There are two good books that address this topic.

The Russel Conjugation

Eric R. Weinstein on The Russel Conjugation:

The basic principle of Russell Conjugation is that the human mind is constantly looking ahead well beyond what is true or false to ask “What is the social consequence of accepting the facts as they are?”  While this line of thinking is obviously self-serving, we are descended from social creatures who could not safely form opinions around pure facts so much as around how those facts are presented to us by those we ape, trust or fear. Thus, as listeners and readers our minds generally mirror the emotional state of the source, while in our roles as authoritative narrators presenting the facts, we maintain an arsenal of language to subliminally instruct our listeners and readers on how we expect them to color their perceptions. Russell discussed this by putting three such presentations of a common underlying fact in the form in which a verb is typically conjugated:

  • I am firm. [Positive empathy]
  • You are obstinate. [Neutral to mildly negative empathy]
  • He/She/It is pigheaded.  [Very negative empathy]

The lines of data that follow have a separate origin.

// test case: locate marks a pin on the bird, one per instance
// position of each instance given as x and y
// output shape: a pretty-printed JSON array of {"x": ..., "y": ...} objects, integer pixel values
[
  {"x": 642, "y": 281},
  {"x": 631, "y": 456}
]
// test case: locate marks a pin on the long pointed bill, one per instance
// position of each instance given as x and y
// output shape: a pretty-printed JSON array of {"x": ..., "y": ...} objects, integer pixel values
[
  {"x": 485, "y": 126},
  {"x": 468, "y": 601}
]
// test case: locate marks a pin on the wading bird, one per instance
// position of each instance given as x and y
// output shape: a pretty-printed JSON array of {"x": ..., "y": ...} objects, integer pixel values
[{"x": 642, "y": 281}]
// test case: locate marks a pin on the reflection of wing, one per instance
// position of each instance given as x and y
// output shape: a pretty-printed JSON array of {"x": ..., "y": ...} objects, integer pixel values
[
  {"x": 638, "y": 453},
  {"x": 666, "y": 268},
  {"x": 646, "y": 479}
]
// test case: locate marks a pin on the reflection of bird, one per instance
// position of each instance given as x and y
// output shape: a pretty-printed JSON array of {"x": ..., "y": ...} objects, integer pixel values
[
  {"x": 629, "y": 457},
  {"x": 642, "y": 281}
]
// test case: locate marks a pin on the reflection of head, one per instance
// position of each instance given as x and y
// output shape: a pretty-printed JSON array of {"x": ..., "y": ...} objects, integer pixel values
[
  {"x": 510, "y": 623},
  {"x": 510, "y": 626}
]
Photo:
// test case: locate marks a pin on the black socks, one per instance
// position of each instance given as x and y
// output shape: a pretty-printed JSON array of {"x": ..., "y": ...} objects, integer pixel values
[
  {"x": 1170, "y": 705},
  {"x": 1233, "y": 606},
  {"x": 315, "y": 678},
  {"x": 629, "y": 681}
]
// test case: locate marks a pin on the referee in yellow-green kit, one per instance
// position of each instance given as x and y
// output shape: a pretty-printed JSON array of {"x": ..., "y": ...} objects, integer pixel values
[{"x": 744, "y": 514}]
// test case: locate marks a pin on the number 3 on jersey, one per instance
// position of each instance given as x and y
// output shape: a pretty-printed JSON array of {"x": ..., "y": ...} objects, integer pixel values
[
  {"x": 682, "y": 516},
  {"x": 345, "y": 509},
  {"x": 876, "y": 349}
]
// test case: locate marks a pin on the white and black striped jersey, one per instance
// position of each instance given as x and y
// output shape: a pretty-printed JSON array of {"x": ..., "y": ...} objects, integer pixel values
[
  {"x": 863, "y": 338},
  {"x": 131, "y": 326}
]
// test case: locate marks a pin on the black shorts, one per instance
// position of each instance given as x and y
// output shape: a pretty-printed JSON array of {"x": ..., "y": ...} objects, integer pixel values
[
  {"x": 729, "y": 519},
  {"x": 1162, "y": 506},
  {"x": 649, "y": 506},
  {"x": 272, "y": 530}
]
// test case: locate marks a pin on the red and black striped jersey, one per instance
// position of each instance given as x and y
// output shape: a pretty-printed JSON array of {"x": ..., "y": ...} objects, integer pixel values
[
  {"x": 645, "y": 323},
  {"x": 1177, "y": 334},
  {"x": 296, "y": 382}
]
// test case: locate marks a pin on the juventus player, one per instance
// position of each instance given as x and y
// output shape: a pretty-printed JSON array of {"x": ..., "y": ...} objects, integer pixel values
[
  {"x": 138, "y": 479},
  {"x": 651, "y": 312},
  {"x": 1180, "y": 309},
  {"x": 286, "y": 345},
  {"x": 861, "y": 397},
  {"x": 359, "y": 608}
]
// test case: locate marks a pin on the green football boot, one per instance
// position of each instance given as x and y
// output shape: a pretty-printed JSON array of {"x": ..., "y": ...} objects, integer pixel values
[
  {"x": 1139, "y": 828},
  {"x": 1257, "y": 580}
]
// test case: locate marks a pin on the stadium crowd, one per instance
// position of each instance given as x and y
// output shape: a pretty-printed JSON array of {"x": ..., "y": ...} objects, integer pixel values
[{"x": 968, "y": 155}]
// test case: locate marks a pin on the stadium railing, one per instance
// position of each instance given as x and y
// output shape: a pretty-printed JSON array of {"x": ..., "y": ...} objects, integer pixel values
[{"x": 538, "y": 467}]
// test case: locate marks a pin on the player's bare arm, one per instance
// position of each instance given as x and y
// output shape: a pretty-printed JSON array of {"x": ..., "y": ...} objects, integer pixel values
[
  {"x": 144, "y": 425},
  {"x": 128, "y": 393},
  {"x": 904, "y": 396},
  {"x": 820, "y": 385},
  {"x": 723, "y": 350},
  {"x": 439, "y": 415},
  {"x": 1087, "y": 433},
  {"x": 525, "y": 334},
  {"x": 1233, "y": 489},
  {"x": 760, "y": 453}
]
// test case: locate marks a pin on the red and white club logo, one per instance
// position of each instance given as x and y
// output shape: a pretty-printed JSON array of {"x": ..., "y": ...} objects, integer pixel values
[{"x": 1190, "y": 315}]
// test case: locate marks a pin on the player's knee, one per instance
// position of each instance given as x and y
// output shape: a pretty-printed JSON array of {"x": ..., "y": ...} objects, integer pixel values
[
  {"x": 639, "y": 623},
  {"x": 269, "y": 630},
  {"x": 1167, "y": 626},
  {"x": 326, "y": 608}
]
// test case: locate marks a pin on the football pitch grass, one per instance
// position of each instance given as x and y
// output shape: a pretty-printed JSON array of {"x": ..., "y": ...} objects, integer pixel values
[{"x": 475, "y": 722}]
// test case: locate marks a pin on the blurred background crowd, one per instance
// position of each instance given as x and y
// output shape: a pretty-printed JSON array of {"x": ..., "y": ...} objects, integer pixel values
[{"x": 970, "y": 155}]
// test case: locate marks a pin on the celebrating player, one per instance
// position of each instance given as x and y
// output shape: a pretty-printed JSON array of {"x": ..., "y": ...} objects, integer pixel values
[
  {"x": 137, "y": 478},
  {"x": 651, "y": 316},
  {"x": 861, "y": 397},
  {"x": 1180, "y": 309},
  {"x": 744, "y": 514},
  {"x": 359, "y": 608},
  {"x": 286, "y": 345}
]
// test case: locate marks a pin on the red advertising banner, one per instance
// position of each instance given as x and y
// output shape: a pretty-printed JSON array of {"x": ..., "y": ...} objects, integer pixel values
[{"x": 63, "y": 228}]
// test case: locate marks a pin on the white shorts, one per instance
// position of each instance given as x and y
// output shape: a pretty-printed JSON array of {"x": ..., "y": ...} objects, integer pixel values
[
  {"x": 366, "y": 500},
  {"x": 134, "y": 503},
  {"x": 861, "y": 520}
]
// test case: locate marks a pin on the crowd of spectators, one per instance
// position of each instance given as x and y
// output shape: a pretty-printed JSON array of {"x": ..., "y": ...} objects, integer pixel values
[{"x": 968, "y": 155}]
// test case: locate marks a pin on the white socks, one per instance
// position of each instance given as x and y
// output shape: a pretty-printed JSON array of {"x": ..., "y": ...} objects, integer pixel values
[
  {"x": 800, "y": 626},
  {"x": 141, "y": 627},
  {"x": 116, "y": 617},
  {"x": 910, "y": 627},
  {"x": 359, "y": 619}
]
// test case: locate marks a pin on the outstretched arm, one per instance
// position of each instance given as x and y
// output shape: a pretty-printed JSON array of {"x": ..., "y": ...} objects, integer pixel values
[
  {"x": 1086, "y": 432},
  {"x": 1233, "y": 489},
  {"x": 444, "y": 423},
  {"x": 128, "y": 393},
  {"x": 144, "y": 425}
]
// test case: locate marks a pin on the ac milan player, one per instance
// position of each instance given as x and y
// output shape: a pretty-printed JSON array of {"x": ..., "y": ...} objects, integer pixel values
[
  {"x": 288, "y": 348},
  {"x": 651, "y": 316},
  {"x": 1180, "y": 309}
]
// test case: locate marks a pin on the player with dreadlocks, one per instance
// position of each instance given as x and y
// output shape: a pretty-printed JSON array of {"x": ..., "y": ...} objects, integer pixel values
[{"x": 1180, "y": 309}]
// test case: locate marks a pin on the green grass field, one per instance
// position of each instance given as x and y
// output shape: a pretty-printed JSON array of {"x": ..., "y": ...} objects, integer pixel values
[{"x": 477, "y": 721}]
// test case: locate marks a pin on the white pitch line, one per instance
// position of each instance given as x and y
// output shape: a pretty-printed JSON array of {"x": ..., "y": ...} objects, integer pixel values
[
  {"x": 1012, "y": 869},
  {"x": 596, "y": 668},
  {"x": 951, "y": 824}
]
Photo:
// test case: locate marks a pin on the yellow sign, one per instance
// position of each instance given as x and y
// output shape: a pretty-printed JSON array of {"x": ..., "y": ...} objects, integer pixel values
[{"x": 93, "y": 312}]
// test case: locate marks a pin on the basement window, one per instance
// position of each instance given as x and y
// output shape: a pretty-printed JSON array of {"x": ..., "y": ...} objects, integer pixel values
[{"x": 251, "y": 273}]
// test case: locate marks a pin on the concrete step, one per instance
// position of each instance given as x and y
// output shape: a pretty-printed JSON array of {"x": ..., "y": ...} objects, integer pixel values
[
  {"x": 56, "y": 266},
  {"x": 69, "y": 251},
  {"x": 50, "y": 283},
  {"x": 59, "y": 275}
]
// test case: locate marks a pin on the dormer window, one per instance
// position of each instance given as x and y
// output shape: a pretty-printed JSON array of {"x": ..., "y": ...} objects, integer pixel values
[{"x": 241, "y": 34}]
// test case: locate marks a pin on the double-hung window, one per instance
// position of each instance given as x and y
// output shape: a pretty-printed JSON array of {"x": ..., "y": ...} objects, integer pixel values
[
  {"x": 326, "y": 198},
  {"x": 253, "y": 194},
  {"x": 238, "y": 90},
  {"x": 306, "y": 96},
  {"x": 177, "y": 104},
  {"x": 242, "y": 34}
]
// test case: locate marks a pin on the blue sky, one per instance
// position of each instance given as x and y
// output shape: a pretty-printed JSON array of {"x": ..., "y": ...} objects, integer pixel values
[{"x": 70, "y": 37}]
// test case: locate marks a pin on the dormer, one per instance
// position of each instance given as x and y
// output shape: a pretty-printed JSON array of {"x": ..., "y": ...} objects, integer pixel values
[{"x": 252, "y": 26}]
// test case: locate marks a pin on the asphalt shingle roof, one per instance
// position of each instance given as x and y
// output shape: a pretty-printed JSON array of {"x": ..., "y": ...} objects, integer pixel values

In all three cases, Russell was describing people who did not readily change their minds. Yet by putting these descriptions so close together and without further factual information to separate the individual cases, we were forced to confront the fact that most of us feel positively towards the steadfast narrator and negatively towards the pigheaded fool, all without any basis in fact.

…If we accept that Russell Conjugation keeps us from even seeing that we do not hold consistent opinions on facts, we see a possible new answer to a puzzle that dates from the birth of the web: “If the internet democratized information, why has its social impact been so much slower than many of us expected?” Assuming that our actions are based not on what we know but upon how we feel about what we know, we see that traditional media has all but lost control of gate-keeping our information, but not yet how it is emotively shaded. In fact, it is relatively simple to write a computer program to crawl factually accurate news stories against a look-up table of Russell conjugates to see the exact bias of every supposedly objective story.

Thus the answer to the puzzle of our inaction it seems may be that we built an information superhighway for all, but neglected to build an empathy network alongside it to democratize what we feel.”